Release Management - Githubissues

sdudley-bsc commented 2 years ago

This issue is being submitted to propose a change to release management for pandas_market_calendars: Treat each update to the master branch as a release.

A GitHub Actions workflow (or maybe Travis CI) could be used to automate the following when master is updated:

Build source distribution and wheel files.
Create a release on GitHub.
- Use the version number for release tag and release title.
- Maybe: extract release notes from the change_log.rst file to use for release description.
- Maybe: attach source distribution and wheel files.
Upload source distribution and wheel files to PyPI.

It may also be possible to automate the update of documentation on Read the Docs.

Automating all release activity would provide the following benefits:

An update to the master branch would quickly be available on PyPI. There would be no need for a human to upload files.
A user of pandas_market_calendars could easily review source code on GitHub associated with a version on PyPI.

How contributing to the project would change: A pull request would need to include a new version number and associated release notes.

One important requirement: The automated steps above should not occur unless all tests in the pandas_market_calendars test suite have passed.

Currently, a Travis CI pull request build gets triggered when a pull request is created or updated. Such a build includes running the pandas_market_calendars test suite with multiple versions of Python.

To meet the requirement above, the .travis.yml file could be updated so that a build fails if any tests fail, and the reviewer of a pull request could verify that the associated Travis CI build succeeded. In addition to all that, a branch protection rule for the master branch could be added or updated to require that a Travis CI status check passes before a pull request can be merged. One potential issue: The master branch could be updated after a pull request is created.

Maybe that issue could be addressed by a pull request reviewer triggering another Travis CI pull request build.

Another potential requirement: The automated steps above should not occur if documentation cannot be built.

Feedback is welcome, especially on any potential issues I've missed.

Stryder-Git commented 2 years ago

I like this, let's see if others chime in, but I am happy to help out setting this up!

rsheftel commented 2 years ago

As the original owner of this project I strongly encourage this. Thanks to the help of other community members this project has been able to grow and benefit others beyond a scale that I alone could maintain. The one area where I am still the bottleneck is the release process. Getting myself out of that critical path so the project can continue to grow is a great idea.

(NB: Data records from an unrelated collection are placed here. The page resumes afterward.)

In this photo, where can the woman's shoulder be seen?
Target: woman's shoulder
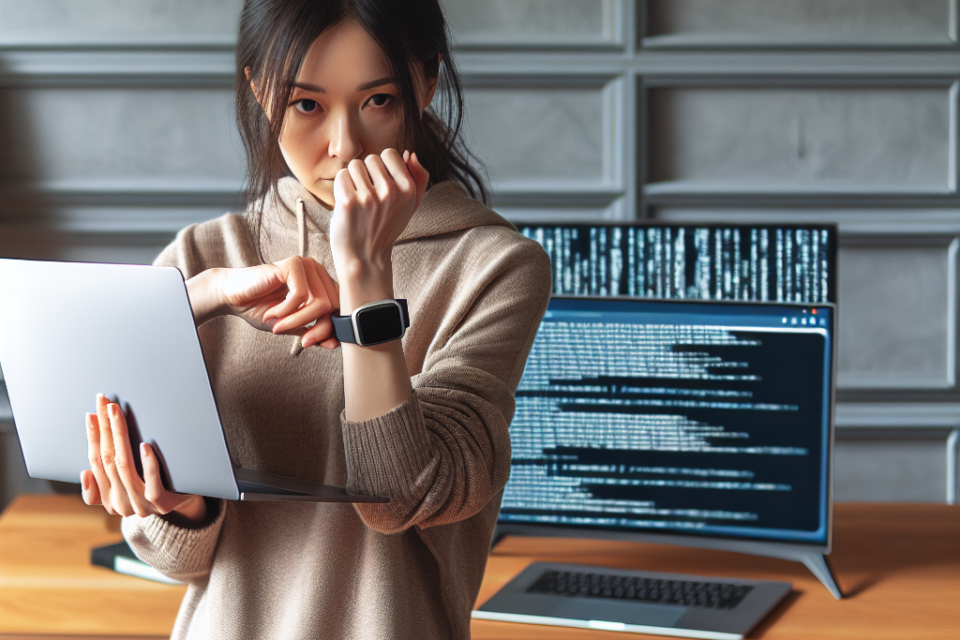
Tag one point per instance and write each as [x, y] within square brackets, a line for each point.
[225, 241]
[448, 211]
[472, 241]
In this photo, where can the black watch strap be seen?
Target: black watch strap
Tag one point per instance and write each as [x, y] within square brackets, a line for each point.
[343, 325]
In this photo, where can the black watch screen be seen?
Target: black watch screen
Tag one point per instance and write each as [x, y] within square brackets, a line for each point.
[379, 324]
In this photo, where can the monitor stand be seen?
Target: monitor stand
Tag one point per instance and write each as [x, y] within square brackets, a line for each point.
[815, 559]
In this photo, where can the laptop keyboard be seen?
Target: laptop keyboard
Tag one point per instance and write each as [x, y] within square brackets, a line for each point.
[693, 593]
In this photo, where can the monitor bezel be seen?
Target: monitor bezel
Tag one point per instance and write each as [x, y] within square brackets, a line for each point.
[754, 545]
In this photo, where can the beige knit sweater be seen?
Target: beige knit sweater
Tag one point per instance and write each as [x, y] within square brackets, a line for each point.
[410, 568]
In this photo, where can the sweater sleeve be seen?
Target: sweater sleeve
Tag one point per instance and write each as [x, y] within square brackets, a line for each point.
[180, 552]
[442, 455]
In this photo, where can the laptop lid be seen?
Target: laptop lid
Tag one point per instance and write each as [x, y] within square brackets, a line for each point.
[69, 331]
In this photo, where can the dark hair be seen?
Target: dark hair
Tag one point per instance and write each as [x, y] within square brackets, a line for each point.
[274, 38]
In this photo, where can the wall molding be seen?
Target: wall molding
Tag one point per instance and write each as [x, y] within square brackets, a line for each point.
[739, 42]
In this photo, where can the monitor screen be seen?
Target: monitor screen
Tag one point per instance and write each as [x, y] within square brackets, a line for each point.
[675, 417]
[769, 263]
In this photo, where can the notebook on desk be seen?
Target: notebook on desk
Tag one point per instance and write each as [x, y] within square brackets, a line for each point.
[69, 331]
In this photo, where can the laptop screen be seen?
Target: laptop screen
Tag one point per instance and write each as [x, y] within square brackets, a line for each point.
[675, 417]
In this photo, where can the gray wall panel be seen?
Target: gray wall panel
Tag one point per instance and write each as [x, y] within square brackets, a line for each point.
[897, 315]
[811, 22]
[532, 23]
[890, 468]
[816, 139]
[542, 134]
[57, 21]
[104, 134]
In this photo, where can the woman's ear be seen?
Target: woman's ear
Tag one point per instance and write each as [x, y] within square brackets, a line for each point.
[253, 85]
[428, 86]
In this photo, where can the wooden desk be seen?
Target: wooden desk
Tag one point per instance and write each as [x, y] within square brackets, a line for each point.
[901, 564]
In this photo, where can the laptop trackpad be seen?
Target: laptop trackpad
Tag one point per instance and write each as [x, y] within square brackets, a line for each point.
[654, 615]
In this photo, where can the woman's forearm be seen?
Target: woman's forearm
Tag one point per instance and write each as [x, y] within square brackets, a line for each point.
[375, 379]
[205, 296]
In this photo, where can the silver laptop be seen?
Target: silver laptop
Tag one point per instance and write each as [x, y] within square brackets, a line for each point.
[58, 322]
[680, 605]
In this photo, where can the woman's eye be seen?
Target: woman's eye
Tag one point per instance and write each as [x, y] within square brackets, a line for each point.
[380, 99]
[306, 105]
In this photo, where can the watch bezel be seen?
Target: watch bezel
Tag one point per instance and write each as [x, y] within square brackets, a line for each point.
[355, 316]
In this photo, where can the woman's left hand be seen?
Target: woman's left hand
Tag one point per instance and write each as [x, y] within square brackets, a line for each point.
[374, 200]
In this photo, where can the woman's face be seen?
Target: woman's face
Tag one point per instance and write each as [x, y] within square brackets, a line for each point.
[345, 105]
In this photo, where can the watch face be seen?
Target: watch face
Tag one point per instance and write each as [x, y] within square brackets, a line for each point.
[379, 324]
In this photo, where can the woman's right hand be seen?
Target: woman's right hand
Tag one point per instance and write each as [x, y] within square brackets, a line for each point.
[112, 479]
[283, 298]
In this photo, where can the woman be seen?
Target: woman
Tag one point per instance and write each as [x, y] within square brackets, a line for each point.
[332, 91]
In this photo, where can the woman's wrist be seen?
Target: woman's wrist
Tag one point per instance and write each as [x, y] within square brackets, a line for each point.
[206, 296]
[362, 283]
[190, 514]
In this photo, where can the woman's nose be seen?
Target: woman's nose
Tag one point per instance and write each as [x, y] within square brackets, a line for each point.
[344, 138]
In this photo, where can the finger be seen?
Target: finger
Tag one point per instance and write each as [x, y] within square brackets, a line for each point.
[112, 491]
[361, 180]
[153, 489]
[124, 461]
[89, 489]
[399, 173]
[343, 187]
[118, 497]
[320, 333]
[318, 302]
[383, 182]
[98, 475]
[298, 295]
[331, 287]
[106, 437]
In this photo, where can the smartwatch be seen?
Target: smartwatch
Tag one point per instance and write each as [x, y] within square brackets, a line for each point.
[373, 323]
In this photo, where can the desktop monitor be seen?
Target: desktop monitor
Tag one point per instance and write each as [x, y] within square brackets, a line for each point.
[763, 263]
[706, 424]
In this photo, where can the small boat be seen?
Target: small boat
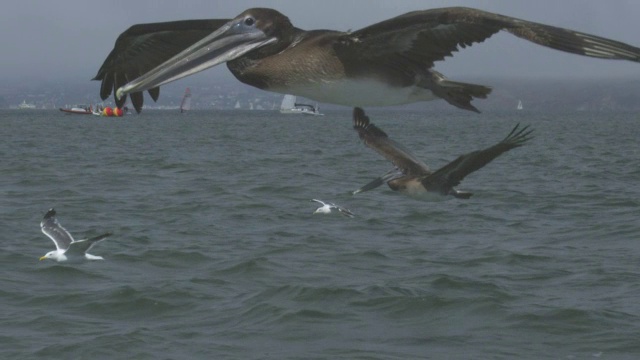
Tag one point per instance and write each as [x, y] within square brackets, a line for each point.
[79, 110]
[289, 106]
[186, 101]
[24, 105]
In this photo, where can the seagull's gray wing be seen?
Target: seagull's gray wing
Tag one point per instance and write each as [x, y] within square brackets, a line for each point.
[52, 228]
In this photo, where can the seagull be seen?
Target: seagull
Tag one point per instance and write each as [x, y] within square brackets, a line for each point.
[384, 64]
[412, 177]
[327, 207]
[66, 247]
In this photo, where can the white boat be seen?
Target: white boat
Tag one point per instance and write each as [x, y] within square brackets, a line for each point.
[289, 106]
[186, 101]
[24, 105]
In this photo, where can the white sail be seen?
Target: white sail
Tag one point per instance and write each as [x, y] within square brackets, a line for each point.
[186, 101]
[288, 103]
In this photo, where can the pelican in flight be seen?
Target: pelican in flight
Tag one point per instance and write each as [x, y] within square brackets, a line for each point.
[387, 63]
[412, 177]
[66, 247]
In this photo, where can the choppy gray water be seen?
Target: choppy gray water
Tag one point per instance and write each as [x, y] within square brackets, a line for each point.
[216, 253]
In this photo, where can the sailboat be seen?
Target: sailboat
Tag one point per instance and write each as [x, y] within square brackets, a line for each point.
[289, 106]
[185, 105]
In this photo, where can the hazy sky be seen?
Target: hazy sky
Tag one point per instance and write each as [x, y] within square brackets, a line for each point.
[70, 38]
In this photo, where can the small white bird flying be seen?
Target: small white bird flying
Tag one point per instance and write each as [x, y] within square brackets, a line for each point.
[327, 207]
[66, 247]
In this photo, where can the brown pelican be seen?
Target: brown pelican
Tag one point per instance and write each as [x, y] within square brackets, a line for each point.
[413, 177]
[388, 63]
[66, 247]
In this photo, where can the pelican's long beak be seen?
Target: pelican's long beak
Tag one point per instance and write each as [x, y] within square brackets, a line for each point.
[229, 42]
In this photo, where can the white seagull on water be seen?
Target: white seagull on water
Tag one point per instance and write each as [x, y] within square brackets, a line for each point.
[327, 207]
[66, 247]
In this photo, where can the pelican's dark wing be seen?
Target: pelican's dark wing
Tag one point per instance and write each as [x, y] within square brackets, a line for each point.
[417, 39]
[453, 173]
[378, 140]
[142, 47]
[52, 228]
[395, 173]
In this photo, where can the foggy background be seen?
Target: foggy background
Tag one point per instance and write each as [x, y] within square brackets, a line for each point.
[69, 39]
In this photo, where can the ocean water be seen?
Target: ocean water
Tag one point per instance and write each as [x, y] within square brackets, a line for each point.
[216, 253]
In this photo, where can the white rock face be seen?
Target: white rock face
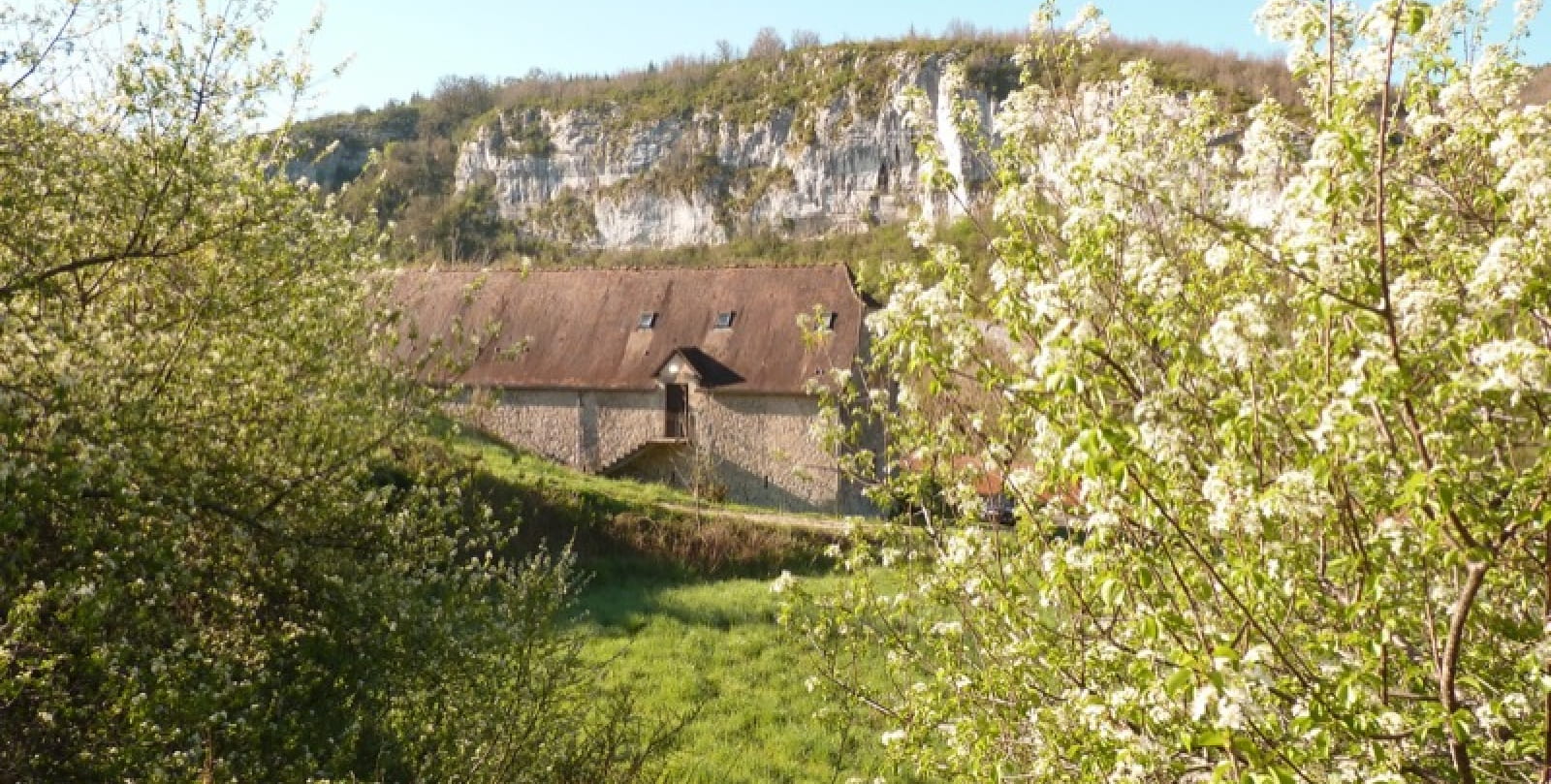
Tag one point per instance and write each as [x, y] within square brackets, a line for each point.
[706, 178]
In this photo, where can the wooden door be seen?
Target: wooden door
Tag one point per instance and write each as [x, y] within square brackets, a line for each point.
[677, 423]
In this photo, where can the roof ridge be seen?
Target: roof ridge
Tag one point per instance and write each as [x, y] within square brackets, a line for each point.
[442, 267]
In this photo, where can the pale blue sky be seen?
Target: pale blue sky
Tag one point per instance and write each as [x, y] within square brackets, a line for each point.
[402, 47]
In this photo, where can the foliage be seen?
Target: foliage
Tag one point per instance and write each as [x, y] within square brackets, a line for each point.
[1276, 416]
[225, 551]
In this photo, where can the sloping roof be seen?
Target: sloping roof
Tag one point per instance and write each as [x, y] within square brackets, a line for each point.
[578, 329]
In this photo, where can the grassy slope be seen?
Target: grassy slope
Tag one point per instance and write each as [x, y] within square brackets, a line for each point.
[682, 612]
[712, 644]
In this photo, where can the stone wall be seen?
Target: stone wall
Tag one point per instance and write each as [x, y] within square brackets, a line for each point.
[762, 448]
[765, 450]
[545, 422]
[625, 421]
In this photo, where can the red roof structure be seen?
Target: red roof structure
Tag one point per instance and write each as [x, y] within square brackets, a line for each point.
[615, 329]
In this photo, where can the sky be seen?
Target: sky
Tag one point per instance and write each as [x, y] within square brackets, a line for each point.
[402, 47]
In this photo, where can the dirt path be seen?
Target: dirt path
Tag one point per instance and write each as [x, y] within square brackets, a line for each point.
[767, 517]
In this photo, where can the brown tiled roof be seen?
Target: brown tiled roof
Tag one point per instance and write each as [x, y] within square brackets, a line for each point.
[581, 326]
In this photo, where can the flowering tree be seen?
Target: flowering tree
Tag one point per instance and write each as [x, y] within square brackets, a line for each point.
[224, 550]
[1272, 397]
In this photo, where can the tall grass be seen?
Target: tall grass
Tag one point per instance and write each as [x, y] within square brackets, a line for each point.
[713, 646]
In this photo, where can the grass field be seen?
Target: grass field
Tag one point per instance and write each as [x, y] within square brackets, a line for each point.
[712, 644]
[681, 611]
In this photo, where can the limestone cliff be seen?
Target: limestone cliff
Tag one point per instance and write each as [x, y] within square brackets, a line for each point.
[839, 158]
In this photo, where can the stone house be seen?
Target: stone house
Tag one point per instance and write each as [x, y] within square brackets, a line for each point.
[690, 377]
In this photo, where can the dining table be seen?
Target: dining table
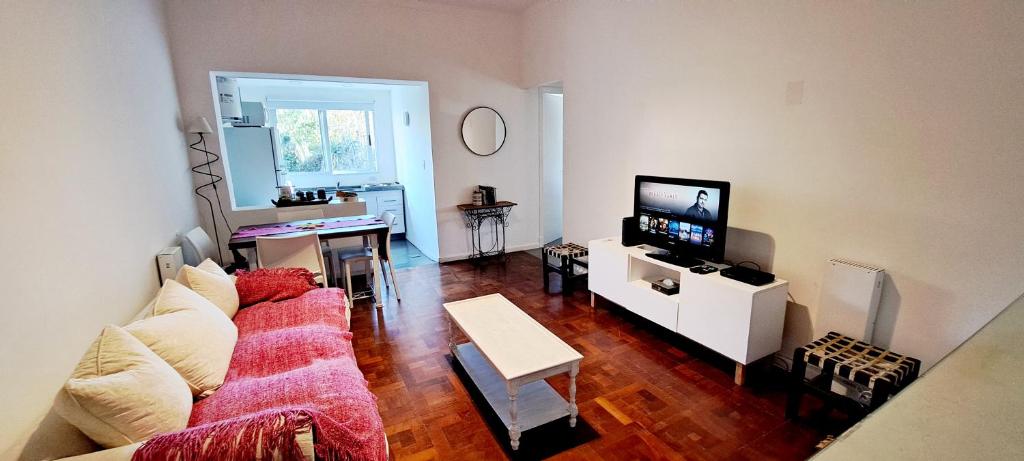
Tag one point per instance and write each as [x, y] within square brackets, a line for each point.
[368, 225]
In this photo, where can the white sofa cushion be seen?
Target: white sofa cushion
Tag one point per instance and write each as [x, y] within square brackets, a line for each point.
[210, 281]
[121, 392]
[190, 334]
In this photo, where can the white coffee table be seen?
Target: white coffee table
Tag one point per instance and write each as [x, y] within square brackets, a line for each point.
[508, 357]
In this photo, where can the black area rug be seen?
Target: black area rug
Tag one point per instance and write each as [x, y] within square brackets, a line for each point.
[542, 442]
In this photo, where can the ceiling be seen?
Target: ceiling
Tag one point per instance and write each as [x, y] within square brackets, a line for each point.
[501, 5]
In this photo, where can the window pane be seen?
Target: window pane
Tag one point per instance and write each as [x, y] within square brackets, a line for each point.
[350, 133]
[301, 144]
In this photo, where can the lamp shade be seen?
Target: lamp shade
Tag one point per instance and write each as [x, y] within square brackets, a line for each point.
[200, 125]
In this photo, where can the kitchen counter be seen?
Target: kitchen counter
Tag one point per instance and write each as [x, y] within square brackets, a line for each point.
[357, 189]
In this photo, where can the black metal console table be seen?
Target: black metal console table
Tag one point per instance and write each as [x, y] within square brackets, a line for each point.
[476, 217]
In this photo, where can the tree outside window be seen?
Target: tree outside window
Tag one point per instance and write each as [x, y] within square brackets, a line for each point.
[346, 136]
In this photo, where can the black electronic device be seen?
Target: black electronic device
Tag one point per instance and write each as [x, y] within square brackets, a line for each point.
[704, 268]
[687, 217]
[630, 232]
[489, 194]
[676, 259]
[749, 276]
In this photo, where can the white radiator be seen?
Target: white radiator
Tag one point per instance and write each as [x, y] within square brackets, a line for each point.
[849, 301]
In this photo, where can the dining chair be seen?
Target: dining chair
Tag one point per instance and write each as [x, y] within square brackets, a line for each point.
[293, 250]
[326, 246]
[365, 255]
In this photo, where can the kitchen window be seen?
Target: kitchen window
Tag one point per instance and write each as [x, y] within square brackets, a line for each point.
[326, 137]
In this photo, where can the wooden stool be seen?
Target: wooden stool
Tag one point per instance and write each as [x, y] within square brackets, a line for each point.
[883, 373]
[569, 260]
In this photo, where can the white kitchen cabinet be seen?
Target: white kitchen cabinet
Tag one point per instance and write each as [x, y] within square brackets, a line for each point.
[381, 201]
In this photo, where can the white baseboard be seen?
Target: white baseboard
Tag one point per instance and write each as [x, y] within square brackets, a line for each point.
[461, 256]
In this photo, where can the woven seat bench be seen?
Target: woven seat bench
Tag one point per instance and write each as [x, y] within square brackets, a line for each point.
[568, 260]
[877, 374]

Here are a few of my thoughts to augment what @sdudley-bsc wrote above:

I am not a professional python programmer, so the current release process was what I knew how to do when the package was created years ago. Everything should be challenged and if there are better more modern techniques, great.
The only things I really want to keep are (1) the use of pytest, I think it is the best testing package for python (2) the use of ReadTheDocs, that seems to be the standard
Travis-CI seems to no longer offer a free option for open-source projects, so if we want to move to another service that is fine with me. I have found their support for the latest python versions to always lag, so making a move could be a benefit
Right now we use Coveralls for code coverage. I have no view on them, if they are good, keep it, if there is a better service, then fine to move.
If the upload to PyPi was a part of the automated process that would be great. Most times people ping me to ask to update the PyPi and that is when I get around to it. Not the best process
If we do go this route then we need to (1) be very diligent on who and how a branch is merged into master if that is going to kick off the entire process. (2) how the change_log.rst is updated. Right now it is mostly myself putting in notes from the GitHub issues and releases and my memory
It might be useful in the docs to put a "how to make a new release" guide and a "how to contribute a pull request"

That's what I can think of at the moment.

rsheftel commented 2 years ago

And #8... if anyone wants to volunteer as a release manager, that would be very much appreciated.

sdudley-bsc commented 2 years ago

@Stryder-Git and @rsheftel, thanks for your comments.

@rsheftel, you're right that we'd need to be diligent about merging a development branch into master.

Regarding change_log.rst, I like the idea of a pull request author being responsible for adding at least draft release notes to the file as part of the pull request. Writing release notes may be easier for a pull request author than @rsheftel or whoever reviews the pull request. Of course, a reviewer could revise release notes or request changes.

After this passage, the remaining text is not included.